Introduction

A good starting place for the analysis of sound propagation through the stochastic ocean is to consider the ray picture of acoustic transmission. As described in Chapter 2, rays provide a pleasing intuitive geometrical picture of wave propagation, and as such this theory has played a central role in ocean acoustics since the beginning of the field. But, the use of ray theory is not just based on theoretical niceties. Quite the contrary, there are strong observational reasons that compel us to use ray theory. Since the advent of broadband–controlled electronic sources, acoustically navigated moorings, and wide vertical aperture receiver arrays, deep–water observations of time fronts from ranges of 50–5000 km have been unambiguously identified with specific ray paths through the ocean.
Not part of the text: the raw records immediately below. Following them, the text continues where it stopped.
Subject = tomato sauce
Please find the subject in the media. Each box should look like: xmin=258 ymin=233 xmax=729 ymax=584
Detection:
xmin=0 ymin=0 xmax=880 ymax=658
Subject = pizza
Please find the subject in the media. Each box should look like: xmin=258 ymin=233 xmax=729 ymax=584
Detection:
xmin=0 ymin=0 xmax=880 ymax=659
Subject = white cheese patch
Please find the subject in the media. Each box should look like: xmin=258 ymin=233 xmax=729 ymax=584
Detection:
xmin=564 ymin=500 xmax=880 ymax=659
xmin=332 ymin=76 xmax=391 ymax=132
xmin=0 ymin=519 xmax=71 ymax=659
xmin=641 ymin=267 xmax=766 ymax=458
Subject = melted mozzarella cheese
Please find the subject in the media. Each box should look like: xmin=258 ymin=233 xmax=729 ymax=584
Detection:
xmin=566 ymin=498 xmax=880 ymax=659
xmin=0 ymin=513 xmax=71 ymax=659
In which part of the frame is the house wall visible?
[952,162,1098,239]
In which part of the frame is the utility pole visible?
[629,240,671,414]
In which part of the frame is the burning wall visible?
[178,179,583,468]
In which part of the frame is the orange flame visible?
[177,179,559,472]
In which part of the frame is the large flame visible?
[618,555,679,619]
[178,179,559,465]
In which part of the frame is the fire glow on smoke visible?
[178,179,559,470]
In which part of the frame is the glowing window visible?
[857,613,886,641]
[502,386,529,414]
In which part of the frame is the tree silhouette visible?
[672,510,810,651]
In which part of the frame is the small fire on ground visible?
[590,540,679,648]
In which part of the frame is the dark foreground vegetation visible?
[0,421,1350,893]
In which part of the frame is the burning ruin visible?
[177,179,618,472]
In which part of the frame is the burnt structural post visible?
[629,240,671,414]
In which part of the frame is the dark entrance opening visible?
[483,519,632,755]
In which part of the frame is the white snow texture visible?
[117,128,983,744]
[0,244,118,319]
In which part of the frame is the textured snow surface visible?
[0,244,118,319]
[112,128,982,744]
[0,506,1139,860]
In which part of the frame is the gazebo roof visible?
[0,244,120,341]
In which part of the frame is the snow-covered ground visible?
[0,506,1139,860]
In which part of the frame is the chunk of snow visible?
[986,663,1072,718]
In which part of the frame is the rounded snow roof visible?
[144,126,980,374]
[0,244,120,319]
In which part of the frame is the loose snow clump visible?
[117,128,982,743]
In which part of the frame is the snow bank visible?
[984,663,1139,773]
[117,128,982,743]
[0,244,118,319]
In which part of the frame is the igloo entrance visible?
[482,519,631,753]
This is the basis of ocean acoustic tomography, whose history is intertwined with that of sound propagation through the random ocean. Figure 5.1 shows an observed deep–water time front at a range of 3250 km, as well as the time front or ray ID (Worcester et al., 1999). Although the late part of the arrival pattern is a confused interference pattern, the early part of the arrival pattern is ray–like with its separated branches. Upon closer inspection of the arrival pattern, however (Figure 5.2), it is seen that the fronts themselves have a narrow interference pattern with multiple peaks associated with a given time front branch. The arrival finale is a complex interference pattern (Colosi et al., 2001). This behavior is associated with ray chaos, and in this chapter it will be demonstrated that ray theory can provide important insights into the statistics of the acoustic field.

As has been previously described, rays are an asymptotic construction with an array of idiosyncrasies. Important among these is that ray trajectories and amplitudes depend on gradients of the ocean sound–speed structure, and there is therefore sensitivity to small scales. Because the ray is infinitely thin, there is no natural acoustical scale to separate meaningful small-scale ocean structure from irrelevant structure. Invariably the finite wavelength of the sound will set this natural separation scale, and this notion has been investigated using the Fresnel zone. Another important issue in ray theory is ray chaos, that is, exponential sensitivity to initial conditions and sound-speed perturbations.